Doorboy, ring, & rich14 make excellent points & suggestions. There is another approach to construction IF & ONLY IF you must have a perfect joint between zebrano & walnut & that is to use veneer over a one-piece substrate. My guess is that it is too late for that. For solid wood, may I suggest polyurethane glue & M&T joint followed by a very shallow v-groove or other reveal feature dead over the glue joint. Do some clamping along the joint to prevent glue expansion from breaking anything. A discontinuous tenon is a good idea for that purpose, too. Poly glue seems to force itself into end grain as it expands thus filling small gaps nicely. If you use a spline instead of M&T, keep its grain parallel to table top grain.CadiddlehopperCadiddlehopper
Are you intending on doing a bread board edge ?? Give us the length and width of both pieces of lumber, and grain orientation. We'll go from there, thanks.

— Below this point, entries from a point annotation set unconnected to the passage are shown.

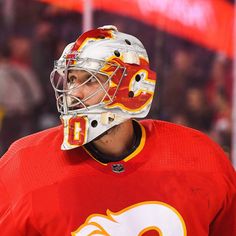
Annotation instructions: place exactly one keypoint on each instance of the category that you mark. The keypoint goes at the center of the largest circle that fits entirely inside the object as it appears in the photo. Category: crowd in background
(194, 85)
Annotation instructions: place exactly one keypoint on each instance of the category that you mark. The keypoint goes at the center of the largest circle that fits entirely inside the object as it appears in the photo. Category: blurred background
(189, 42)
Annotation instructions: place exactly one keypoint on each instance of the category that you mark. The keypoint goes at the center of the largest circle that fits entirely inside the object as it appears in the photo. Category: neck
(117, 141)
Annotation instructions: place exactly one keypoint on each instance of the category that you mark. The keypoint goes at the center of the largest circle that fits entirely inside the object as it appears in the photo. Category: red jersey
(177, 182)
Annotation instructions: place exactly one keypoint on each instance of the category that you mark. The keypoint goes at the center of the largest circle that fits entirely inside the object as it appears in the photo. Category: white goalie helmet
(101, 80)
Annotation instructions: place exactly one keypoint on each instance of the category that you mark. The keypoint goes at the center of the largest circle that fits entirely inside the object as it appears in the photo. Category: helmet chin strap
(84, 128)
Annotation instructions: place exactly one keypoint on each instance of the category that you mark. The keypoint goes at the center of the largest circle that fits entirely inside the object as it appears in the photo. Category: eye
(71, 79)
(92, 79)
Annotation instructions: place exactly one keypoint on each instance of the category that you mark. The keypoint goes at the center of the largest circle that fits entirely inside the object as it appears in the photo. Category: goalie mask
(101, 80)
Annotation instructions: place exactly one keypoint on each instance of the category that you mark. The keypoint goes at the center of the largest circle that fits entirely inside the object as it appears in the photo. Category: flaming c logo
(136, 220)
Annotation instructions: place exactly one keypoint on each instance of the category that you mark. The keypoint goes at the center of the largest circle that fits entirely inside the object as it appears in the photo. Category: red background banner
(205, 22)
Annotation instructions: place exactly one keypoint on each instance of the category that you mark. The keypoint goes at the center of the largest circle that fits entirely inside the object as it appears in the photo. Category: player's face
(89, 88)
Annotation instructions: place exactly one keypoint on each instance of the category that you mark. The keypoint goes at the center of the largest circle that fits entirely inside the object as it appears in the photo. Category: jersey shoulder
(186, 147)
(43, 140)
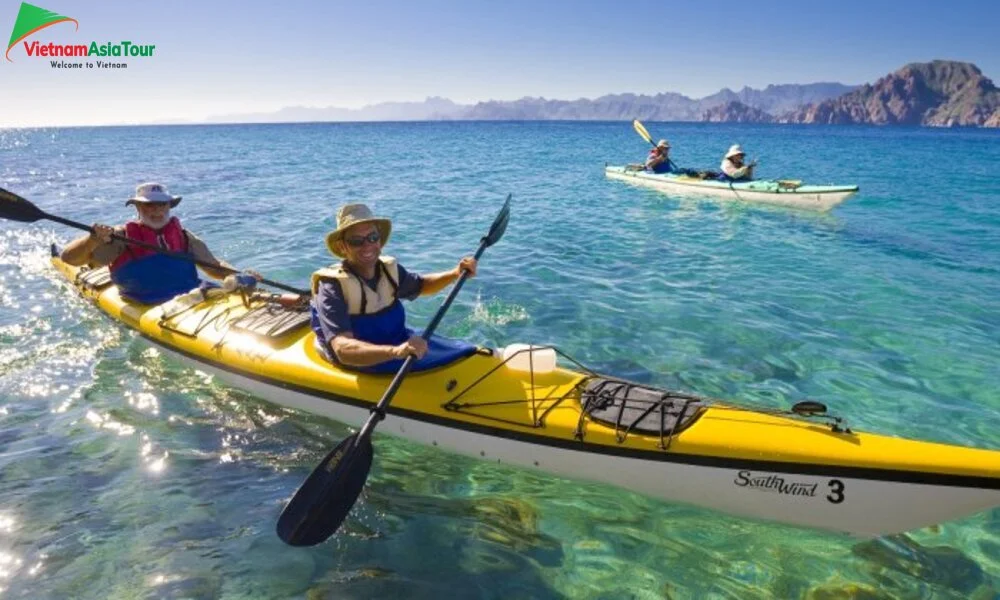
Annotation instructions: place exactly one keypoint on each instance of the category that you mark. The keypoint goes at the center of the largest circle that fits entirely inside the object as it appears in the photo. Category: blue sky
(222, 57)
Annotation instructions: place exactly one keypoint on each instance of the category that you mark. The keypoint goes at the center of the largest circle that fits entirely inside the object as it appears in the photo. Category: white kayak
(780, 192)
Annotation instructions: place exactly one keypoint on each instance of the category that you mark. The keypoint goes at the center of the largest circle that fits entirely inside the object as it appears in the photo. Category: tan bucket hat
(350, 215)
(735, 150)
(153, 193)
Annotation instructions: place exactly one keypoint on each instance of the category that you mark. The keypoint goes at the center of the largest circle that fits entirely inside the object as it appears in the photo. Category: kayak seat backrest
(94, 279)
(630, 407)
(272, 320)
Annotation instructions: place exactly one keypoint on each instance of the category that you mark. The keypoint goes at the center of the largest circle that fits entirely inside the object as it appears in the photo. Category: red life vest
(171, 237)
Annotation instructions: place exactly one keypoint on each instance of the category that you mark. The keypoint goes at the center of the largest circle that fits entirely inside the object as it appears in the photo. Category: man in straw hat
(732, 165)
(658, 160)
(140, 273)
(357, 315)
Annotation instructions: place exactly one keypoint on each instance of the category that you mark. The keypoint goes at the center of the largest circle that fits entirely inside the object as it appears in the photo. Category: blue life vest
(155, 278)
(387, 325)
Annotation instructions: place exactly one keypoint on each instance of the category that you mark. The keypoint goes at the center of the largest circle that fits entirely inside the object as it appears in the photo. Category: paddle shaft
(378, 413)
(171, 253)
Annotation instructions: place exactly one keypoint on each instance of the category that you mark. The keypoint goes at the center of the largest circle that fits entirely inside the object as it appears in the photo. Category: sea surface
(124, 474)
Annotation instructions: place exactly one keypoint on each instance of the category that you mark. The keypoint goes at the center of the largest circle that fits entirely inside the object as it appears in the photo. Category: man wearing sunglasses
(357, 315)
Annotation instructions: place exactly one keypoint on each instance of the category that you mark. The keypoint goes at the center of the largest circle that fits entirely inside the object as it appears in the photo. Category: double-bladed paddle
(324, 500)
(641, 130)
(16, 208)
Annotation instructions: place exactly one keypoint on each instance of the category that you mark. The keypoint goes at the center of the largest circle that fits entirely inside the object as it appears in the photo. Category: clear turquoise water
(125, 475)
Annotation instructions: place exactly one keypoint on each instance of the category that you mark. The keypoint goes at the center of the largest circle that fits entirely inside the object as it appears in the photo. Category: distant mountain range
(939, 93)
(666, 106)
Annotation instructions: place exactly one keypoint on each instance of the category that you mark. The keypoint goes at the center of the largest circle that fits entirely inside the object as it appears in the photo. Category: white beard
(154, 223)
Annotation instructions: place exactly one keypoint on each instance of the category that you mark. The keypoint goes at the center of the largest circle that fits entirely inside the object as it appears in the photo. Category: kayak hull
(730, 459)
(810, 197)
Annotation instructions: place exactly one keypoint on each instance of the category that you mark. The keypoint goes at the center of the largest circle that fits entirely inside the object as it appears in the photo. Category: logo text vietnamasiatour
(94, 49)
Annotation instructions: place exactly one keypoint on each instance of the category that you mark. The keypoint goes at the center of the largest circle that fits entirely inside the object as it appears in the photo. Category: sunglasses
(358, 241)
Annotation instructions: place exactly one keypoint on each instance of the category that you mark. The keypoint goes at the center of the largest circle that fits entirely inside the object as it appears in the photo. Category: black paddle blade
(499, 224)
(16, 208)
(325, 499)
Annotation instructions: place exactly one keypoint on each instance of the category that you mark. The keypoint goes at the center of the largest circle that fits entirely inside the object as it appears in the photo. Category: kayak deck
(574, 423)
(778, 192)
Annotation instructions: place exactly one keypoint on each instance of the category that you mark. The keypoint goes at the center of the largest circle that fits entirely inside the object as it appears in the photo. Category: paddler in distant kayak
(659, 161)
(357, 315)
(732, 165)
(142, 274)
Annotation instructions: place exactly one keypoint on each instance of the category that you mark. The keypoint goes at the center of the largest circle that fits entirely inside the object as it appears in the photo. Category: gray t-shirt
(105, 254)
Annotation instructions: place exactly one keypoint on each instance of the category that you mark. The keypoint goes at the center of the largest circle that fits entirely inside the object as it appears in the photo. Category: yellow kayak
(803, 468)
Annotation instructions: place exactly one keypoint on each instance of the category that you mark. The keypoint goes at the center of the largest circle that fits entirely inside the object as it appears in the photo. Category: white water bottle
(528, 358)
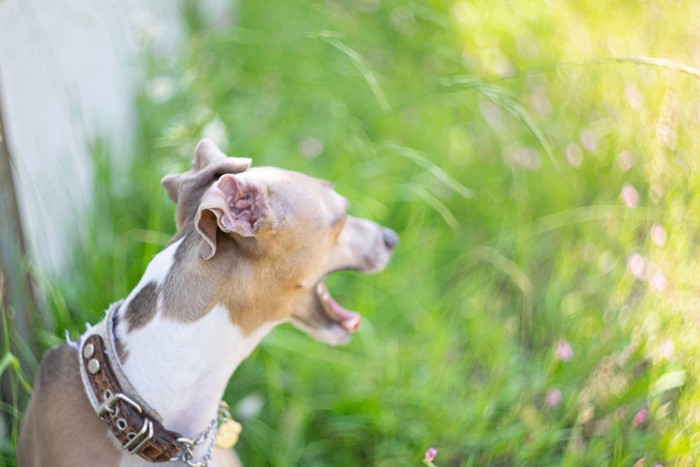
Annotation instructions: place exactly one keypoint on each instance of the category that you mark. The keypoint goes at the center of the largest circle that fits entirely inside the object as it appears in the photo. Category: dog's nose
(391, 238)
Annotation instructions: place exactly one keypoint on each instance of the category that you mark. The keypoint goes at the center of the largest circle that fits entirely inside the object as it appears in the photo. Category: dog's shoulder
(59, 366)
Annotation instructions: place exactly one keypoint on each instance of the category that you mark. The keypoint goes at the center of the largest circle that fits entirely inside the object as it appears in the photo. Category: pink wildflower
(553, 397)
(641, 417)
(429, 457)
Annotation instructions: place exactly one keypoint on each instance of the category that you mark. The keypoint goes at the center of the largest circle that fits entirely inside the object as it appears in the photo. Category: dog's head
(276, 234)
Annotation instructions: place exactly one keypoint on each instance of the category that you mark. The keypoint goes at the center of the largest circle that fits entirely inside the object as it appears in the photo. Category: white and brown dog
(252, 249)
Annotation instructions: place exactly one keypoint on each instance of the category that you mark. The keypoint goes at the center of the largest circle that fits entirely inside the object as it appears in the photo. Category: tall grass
(541, 307)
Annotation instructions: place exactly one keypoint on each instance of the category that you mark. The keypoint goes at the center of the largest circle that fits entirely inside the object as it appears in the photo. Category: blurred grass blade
(9, 361)
(361, 66)
(661, 63)
(569, 217)
(434, 169)
(499, 97)
(436, 204)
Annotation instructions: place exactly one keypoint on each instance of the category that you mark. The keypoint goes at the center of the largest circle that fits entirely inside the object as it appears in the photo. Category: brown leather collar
(138, 432)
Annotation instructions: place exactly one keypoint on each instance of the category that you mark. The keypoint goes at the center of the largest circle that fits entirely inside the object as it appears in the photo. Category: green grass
(496, 138)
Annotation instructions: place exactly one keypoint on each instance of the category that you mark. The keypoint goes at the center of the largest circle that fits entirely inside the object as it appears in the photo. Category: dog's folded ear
(208, 164)
(232, 205)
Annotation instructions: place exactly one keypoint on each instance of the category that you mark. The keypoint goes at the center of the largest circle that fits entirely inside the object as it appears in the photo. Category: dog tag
(228, 433)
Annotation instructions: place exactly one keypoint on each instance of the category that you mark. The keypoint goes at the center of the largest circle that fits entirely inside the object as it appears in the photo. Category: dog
(252, 248)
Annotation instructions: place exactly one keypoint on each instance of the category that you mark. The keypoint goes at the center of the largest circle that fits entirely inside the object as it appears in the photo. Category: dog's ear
(208, 164)
(232, 205)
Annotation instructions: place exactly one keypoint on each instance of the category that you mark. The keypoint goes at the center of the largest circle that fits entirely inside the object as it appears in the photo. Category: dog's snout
(391, 238)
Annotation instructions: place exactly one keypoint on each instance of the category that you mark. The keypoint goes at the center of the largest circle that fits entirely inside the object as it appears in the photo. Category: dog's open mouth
(348, 320)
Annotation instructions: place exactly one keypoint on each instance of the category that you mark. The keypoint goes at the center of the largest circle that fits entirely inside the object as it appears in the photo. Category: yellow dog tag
(228, 433)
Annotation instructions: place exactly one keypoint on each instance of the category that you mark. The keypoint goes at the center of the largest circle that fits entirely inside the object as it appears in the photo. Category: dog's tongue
(348, 319)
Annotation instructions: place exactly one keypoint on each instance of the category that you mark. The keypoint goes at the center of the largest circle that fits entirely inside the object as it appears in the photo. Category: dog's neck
(181, 368)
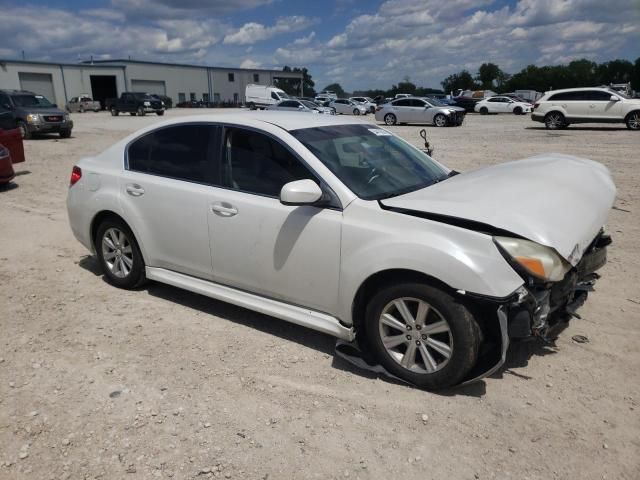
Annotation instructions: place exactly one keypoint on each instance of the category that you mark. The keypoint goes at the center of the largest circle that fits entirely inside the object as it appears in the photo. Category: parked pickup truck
(82, 104)
(137, 103)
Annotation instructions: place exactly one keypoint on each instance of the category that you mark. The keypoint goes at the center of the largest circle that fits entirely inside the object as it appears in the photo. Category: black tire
(554, 121)
(24, 130)
(633, 120)
(464, 335)
(136, 275)
(440, 120)
(390, 119)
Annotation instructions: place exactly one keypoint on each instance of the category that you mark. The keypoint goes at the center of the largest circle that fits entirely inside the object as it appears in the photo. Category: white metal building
(109, 78)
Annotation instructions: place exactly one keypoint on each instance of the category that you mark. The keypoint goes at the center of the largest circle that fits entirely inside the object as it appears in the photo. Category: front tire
(119, 254)
(633, 120)
(554, 121)
(440, 120)
(422, 335)
(390, 119)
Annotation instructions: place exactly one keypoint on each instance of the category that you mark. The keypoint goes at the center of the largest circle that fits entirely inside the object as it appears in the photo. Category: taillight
(76, 174)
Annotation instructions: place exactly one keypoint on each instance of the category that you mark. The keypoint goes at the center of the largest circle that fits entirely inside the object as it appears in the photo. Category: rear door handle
(224, 210)
(135, 190)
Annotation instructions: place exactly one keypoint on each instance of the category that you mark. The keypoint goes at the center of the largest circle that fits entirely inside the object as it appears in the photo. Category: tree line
(578, 73)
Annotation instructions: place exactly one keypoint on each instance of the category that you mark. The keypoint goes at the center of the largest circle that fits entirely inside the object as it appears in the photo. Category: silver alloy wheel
(117, 252)
(440, 120)
(415, 335)
(554, 121)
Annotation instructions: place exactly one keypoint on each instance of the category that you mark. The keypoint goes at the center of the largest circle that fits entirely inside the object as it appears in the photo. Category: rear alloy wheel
(554, 121)
(440, 120)
(422, 335)
(633, 121)
(119, 255)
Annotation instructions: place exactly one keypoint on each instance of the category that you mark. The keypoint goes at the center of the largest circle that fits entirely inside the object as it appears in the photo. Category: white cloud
(253, 32)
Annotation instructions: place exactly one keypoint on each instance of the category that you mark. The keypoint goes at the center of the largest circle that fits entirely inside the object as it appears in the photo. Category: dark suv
(35, 114)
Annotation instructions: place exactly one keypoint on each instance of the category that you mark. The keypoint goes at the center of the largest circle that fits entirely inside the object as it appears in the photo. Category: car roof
(288, 121)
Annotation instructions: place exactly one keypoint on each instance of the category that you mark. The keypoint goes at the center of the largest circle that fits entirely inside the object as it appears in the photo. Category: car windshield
(372, 162)
(35, 101)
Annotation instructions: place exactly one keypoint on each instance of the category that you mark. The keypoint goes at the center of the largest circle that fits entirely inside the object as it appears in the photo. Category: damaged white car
(343, 227)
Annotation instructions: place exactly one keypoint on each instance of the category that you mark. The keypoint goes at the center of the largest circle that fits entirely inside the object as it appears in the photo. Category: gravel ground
(97, 382)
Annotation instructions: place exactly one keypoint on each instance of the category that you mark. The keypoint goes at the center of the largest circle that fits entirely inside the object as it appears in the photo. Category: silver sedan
(347, 107)
(293, 105)
(420, 110)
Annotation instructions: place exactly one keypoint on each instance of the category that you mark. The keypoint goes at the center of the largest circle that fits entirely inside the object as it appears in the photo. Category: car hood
(556, 200)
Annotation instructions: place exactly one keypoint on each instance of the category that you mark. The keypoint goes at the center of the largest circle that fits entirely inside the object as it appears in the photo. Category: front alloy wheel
(633, 121)
(421, 334)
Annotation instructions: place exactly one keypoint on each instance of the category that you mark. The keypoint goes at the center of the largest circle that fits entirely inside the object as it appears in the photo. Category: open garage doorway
(103, 87)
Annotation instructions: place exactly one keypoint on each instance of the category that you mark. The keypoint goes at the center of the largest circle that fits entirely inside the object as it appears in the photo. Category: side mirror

Work Safe, Count to 10 when your done for the day !!
Bruce S.
It's just an educated guess, but I am pretty sure you WILL have a crack at that joint. End-grain to end-grain joinery is not a good glue application. The biscuits will help, but they will not stop the wood from moving with the seasons. ANY two pieces of wood will move at different rates from one another and even a miniscule amount of movement will create a line--or crack--in the finish.
That being said, I would go for it since you will not be laying out a major amount of money. Goodluck
"Kinky for Gov. of Texas"
You're going to have a very small amount of differential movement. Not enough to be intimidating, but enough to spoil your enjoyment of the piece if you were expecting a perfect continuity of line. I would bevel the edges ever so slightly at the butt joint to create a purposeful transition and hide the slight movement that will inevitably appear. Maybe consider using that slight bevel throughout the piece as a design element.